DRC Ebola outbreaks: Crisis update - 19 July 2019
Democratic Republic of Congo (DRC) declared their tenth outbreak of Ebola in 40 years on 1 August 2018. The outbreak is centred in the northeast of the country. With the number of cases passing 2,500, it is now by far the country's largest-ever Ebola outbreak. It is also the second-biggest Ebola epidemic ever recorded, behind the West Africa outbreak of 2014-2016.
During the first eight months of the epidemic, until March 2019, more than 1,000 cases of Ebola were reported in the affected region. However, between April and June 2019, this number has doubled, with a further 1,000 new cases reported in just these three months. Since early June, the number of new cases notified per week has remained high, averaging between 75 and 100 each week.
Latest figures - information as of 18 July 2019; figures provided by DRC Ministry of Health.
2,532 TOTAL CASES
2,438 CONFIRMED CASES
1,705 CONFIRMED DEATHS
Contributing to this is the difficulty in identifying and following up contacts of people diagnosed with Ebola. Since the beginning of the epidemic, only around half of the new reported Ebola cases have been identified as contacts of previous confirmed cases before falling ill and seeking treatment, or dying without receiving proper treatment for Ebola.
On 11 June 2019, Uganda announced that three people had been positively diagnosed with Ebola, the first cross-border cases since the outbreak began.
On 14 July, the first case of Ebola was confirmed in Goma, the capital of North Kivu, and a city of one million people. The patient, who had travelled from Butembo to Goma, was admitted to the MSF-supported Ebola Treatment Centre in Goma. After confirmation of lab results, the Ministry of Health decided to transfer the patient to Butembo on 15 July, where the patient died the following day.
In reaction to the first case found in Goma, on 17 July 2019, the World Health Organization (WHO) announced that the current Ebola outbreak in DR Congo represents a public health emergency of international concern (PHEIC).
Given the ongoing challenges in responding to the outbreak, MSF believes that Ebola-related activities should be integrated into the existing healthcare system, in order to improve proximity of the services to the community and ensure that it remains functional during the outbreak.
Background of the epidemic
Retrospective investigations point to a possible start of the outbreak back in May 2018 – around the same time as the Equateur outbreak earlier in the year. There is no connection or link between the two outbreaks.
The delay in the alert and subsequent response can be attributed to several factors, including a breakdown of the surveillance system due to the security context (there are limitations on movement, and access is difficult), and a strike by the health workers of the area which began in May, due to non-payment of salaries.

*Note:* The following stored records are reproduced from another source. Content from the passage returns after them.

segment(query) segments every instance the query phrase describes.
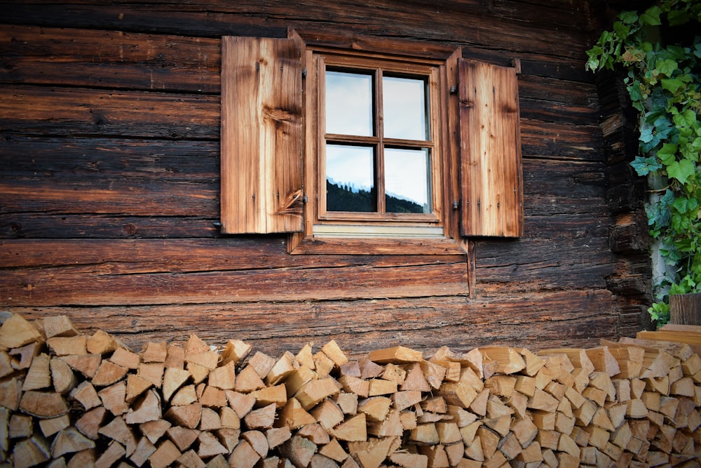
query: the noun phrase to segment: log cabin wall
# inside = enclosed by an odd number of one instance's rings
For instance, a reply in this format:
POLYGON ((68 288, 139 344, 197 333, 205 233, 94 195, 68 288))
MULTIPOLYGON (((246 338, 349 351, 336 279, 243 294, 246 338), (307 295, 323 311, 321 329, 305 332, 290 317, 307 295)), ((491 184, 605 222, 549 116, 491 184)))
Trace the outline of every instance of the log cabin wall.
POLYGON ((350 354, 587 347, 644 326, 646 247, 610 245, 639 203, 616 203, 637 182, 599 125, 620 111, 611 86, 584 68, 587 1, 0 3, 2 310, 137 349, 194 333, 272 355, 332 339, 350 354), (524 236, 472 239, 468 259, 220 235, 221 36, 289 27, 519 59, 524 236))

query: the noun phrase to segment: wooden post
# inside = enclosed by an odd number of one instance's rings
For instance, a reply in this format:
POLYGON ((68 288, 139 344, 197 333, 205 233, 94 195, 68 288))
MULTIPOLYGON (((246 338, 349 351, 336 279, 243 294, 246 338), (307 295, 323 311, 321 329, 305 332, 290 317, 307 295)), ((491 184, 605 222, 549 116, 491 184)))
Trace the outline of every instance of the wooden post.
POLYGON ((701 325, 701 293, 669 295, 669 323, 701 325))

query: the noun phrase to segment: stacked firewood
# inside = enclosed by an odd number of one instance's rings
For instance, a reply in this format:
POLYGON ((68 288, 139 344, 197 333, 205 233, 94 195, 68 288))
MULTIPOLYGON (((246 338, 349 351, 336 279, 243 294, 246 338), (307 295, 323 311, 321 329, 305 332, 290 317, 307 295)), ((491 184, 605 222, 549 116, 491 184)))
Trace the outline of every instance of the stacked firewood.
POLYGON ((275 359, 194 335, 137 353, 63 316, 2 319, 0 466, 700 466, 688 344, 349 359, 332 341, 275 359))

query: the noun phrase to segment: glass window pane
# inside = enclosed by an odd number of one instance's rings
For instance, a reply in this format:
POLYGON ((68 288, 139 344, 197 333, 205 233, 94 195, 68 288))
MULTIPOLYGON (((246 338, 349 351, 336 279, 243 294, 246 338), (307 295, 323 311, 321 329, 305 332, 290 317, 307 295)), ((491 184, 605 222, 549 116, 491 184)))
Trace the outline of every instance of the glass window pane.
POLYGON ((383 76, 382 109, 387 138, 428 140, 426 84, 422 79, 383 76))
POLYGON ((372 147, 326 145, 327 211, 376 211, 372 147))
POLYGON ((327 70, 326 133, 374 136, 372 75, 327 70))
POLYGON ((387 213, 430 213, 428 149, 385 149, 387 213))

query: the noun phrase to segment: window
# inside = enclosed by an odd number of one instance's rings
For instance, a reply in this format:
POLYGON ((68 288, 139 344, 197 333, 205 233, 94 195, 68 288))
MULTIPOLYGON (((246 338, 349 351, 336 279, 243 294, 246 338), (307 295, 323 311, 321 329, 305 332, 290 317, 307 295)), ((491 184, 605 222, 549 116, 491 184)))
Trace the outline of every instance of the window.
POLYGON ((514 69, 393 40, 224 37, 222 220, 292 253, 522 232, 514 69))

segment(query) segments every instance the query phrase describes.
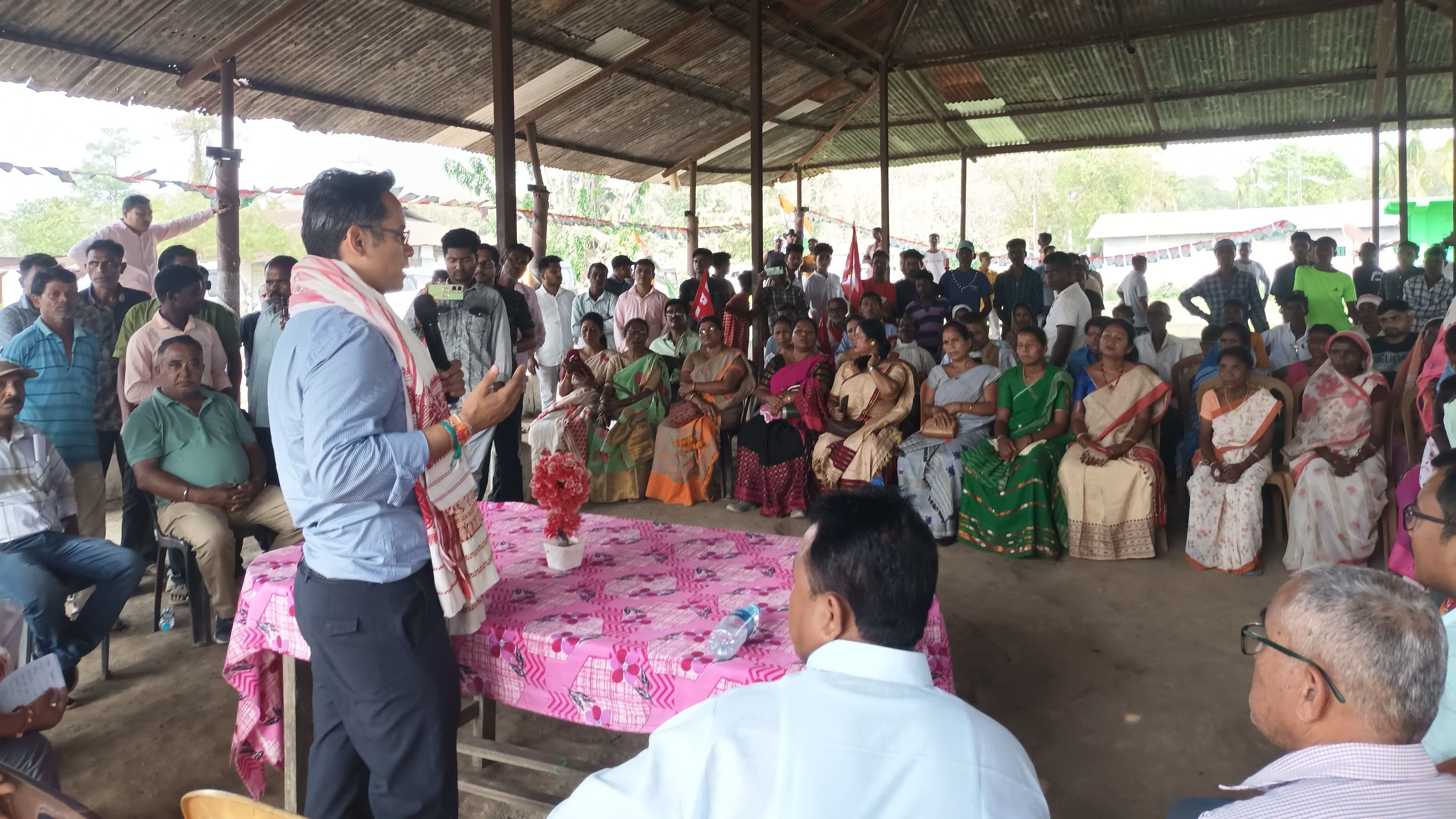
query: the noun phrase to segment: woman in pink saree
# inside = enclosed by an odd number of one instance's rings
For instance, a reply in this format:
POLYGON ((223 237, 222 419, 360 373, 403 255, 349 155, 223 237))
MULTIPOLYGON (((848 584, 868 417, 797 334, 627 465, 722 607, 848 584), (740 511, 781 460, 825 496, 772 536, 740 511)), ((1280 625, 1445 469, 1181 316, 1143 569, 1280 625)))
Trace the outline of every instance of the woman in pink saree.
POLYGON ((1390 389, 1360 335, 1338 332, 1328 350, 1305 388, 1294 440, 1284 447, 1294 472, 1284 551, 1290 571, 1363 564, 1374 552, 1385 512, 1390 389))

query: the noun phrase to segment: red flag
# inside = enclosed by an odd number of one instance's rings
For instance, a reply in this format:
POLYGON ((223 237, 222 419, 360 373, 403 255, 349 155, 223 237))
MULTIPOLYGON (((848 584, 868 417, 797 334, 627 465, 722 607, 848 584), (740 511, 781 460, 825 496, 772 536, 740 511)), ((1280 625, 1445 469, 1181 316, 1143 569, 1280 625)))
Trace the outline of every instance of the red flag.
POLYGON ((693 296, 693 321, 700 322, 711 315, 713 315, 713 297, 708 290, 708 271, 705 270, 697 277, 697 296, 693 296))
POLYGON ((840 278, 843 280, 844 296, 849 296, 849 305, 850 305, 852 310, 859 306, 859 294, 865 289, 860 284, 860 281, 859 281, 859 274, 860 274, 860 268, 859 268, 859 232, 855 230, 853 224, 850 224, 849 226, 849 252, 844 255, 844 275, 842 275, 840 278))

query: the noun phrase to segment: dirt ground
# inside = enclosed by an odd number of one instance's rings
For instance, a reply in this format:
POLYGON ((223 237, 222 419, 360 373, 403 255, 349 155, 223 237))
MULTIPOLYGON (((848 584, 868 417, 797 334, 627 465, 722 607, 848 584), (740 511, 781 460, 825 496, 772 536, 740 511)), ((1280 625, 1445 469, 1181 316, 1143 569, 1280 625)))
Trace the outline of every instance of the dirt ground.
MULTIPOLYGON (((721 503, 584 512, 780 535, 805 529, 802 520, 732 514, 721 503)), ((1179 796, 1214 796, 1219 784, 1277 756, 1249 723, 1252 663, 1239 653, 1238 630, 1287 577, 1283 546, 1265 548, 1264 577, 1200 573, 1182 558, 1184 523, 1169 523, 1172 549, 1147 561, 1013 561, 941 549, 957 692, 1021 739, 1053 816, 1162 818, 1179 796)), ((118 512, 109 525, 115 538, 118 512)), ((178 800, 195 788, 243 793, 227 753, 236 695, 221 678, 223 647, 192 648, 185 612, 175 631, 151 634, 150 579, 122 616, 131 628, 112 640, 115 679, 100 681, 99 653, 87 657, 79 704, 51 732, 67 793, 108 819, 178 816, 178 800)), ((641 734, 507 707, 498 732, 504 742, 601 765, 646 745, 641 734)), ((501 778, 546 793, 571 788, 530 772, 501 778)), ((269 777, 271 804, 281 804, 281 783, 269 777)), ((536 816, 470 796, 462 813, 536 816)))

A person died at home after presenting symptoms of haemorrhagic fever. Family members of that person developed the same symptoms and also died. A joint Ministry of Health/World Health Organization (WHO) investigation on site found six more suspect cases, of which four tested positive. This result led to the declaration of the outbreak.
The national laboratory (INRB) confirmed on 7 August that the current outbreak is of the Zaire Ebola virus, the most deadly strain and the same one that affected West Africa during the 2014-2016 outbreak. Zaire Ebola was also the virus found in the outbreak in Equateur province, in western DRC earlier in 2018, although a different strain than the one affecting the current outbreak.
First declared in Mangina, a small town of 40,000 people, the epicentre of the outbreak appeared to progressively move towards the south, first to the larger city of Beni, with approximately 400,000 people and the administrative centre of the region. As population movements are very common, the epidemic continued south to the bigger city of Butembo, a trading hub. Nearby Katwa became a new hotspot near the end of 2018 and cases had been found further south, in the Kanya area. Meanwhile, sporadic cases also appeared in the neighbouring Ituri province to the north.
Overall, the geographic spread of the epidemic appears to be unpredictable, with scattered small clusters potentially occurring anywhere in the region. This pattern, along with the lack of visibility on the epidemiological situation, is both extremely worrying and makes ending the outbreak even more challenging.